The man steadies himself by stiff-arming himself against the edge of the sergeant’s desk. The detective extends an arm behind him in case he should go backwards. He keeps fumbling, continually fumbling in his clothes. The tuxedo swims on him as his movements shift it around. He’s down to about a hundred pounds, they notice. Out comes the gun, and he doesn’t even seem to have strength to lift it. He pushes it and it skids a little way across the desk-top, then spins around and faces back at him.
“I’ve killed a man. Just now. Little while ago. 3:30.” He speaks, and if the unburied dead ever spoke, this is the voice they’d use.

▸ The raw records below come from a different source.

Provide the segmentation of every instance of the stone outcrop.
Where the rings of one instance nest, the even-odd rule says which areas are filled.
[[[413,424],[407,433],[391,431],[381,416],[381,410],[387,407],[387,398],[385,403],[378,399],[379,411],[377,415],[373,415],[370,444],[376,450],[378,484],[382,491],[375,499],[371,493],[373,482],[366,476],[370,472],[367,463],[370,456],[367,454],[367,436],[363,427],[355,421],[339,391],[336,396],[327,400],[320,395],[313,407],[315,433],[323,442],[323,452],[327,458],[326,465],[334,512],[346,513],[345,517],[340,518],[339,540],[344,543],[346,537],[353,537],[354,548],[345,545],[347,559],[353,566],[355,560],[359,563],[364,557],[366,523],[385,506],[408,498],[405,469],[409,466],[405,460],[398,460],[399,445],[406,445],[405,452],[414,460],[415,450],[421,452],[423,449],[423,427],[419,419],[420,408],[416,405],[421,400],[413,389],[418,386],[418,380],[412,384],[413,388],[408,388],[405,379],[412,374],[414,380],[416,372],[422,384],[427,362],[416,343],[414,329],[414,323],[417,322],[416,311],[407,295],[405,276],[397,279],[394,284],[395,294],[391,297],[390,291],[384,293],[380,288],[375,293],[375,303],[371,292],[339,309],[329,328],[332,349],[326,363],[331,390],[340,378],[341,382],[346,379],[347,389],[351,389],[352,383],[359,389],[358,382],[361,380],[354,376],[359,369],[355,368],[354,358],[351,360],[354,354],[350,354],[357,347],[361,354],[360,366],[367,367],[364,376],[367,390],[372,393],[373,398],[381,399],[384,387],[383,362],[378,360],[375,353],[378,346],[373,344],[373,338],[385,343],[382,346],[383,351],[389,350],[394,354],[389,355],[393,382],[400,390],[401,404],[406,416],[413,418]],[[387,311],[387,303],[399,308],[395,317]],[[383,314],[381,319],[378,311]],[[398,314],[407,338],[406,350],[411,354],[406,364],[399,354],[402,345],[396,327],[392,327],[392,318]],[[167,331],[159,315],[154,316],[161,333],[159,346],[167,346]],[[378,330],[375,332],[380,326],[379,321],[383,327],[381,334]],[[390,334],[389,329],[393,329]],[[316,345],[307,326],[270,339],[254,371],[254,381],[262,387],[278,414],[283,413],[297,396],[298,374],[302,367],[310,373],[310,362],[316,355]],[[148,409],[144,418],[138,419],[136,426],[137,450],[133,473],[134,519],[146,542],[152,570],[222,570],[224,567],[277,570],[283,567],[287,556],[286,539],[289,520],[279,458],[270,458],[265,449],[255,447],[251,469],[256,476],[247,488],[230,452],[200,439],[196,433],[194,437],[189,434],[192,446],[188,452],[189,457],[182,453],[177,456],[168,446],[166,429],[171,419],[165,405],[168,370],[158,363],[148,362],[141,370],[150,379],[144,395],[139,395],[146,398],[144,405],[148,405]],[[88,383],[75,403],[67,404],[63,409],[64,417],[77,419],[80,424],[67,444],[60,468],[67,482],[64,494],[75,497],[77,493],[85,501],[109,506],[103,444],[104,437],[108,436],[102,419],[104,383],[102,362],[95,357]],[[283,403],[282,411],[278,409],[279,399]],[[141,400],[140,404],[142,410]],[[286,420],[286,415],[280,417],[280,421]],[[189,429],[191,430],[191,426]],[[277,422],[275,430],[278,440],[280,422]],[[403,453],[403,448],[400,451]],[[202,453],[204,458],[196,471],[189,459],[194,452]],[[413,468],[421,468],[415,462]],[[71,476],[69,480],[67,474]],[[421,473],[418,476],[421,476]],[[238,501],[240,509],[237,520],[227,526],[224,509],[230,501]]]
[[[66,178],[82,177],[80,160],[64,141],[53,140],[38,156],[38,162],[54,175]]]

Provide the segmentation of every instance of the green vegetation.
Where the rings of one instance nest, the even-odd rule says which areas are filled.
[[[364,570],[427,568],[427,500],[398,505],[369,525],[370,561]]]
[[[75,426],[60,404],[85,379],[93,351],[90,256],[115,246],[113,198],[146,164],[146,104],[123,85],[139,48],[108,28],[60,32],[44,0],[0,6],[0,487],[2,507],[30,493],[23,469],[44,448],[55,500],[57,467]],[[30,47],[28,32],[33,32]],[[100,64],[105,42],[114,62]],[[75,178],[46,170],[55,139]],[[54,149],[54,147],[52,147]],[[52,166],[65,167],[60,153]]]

They’re completely floored. They almost don’t know how to handle the situation for a minute. They deal with killers every day, but killers have to be gone out after and dragged in. And when fame and wealth enter into it, as they do once in a great while, fancy lawyers and protective barriers spring up like wildfire to hedge them in on all sides. This man is one of the ten idols of America, or was until just lately. People like him don’t kill people. They don’t come in out of nowhere at four in the morning and stand before a simple desk sergeant and a simple detective, stripped to their naked souls, shorn of almost all resemblance to humanity.
There’s silence in the room — for just a minute — a silence you could cut with a knife. Then he speaks again, in agony. “I tell you I’ve killed a man! Don’t stand looking at me like that! I’ve k—!”
The sergeant speaks, gently, sympathetically. “What’s the matter, Mr. Bloch, been working too hard?” The sergeant comes out from behind the desk. “Come on inside with as. You stay here, Latour, and take the phone.”
And when they’ve taken him into the back room: “Get him a chair, Humphries. Here, drink some of this water, Mr. Bloch. Now what’s it all about?” The sergeant has brought the gun in with him. He passes it before his nose, then cracks it open. He looks at the detective. “He’s used it all right.”
“Was it an accident, Mr. Bloch?” the detective prompts respectfully. The man in the chair shakes his head. He’s started to shiver all over, although the New Orleans night outside is warm and mellow. “Who’d you do it to? Who was it?” the sergeant puts in.
“I don’t know his name,” Bloch mumbles. “I never have. They call him Papa Benjamin.”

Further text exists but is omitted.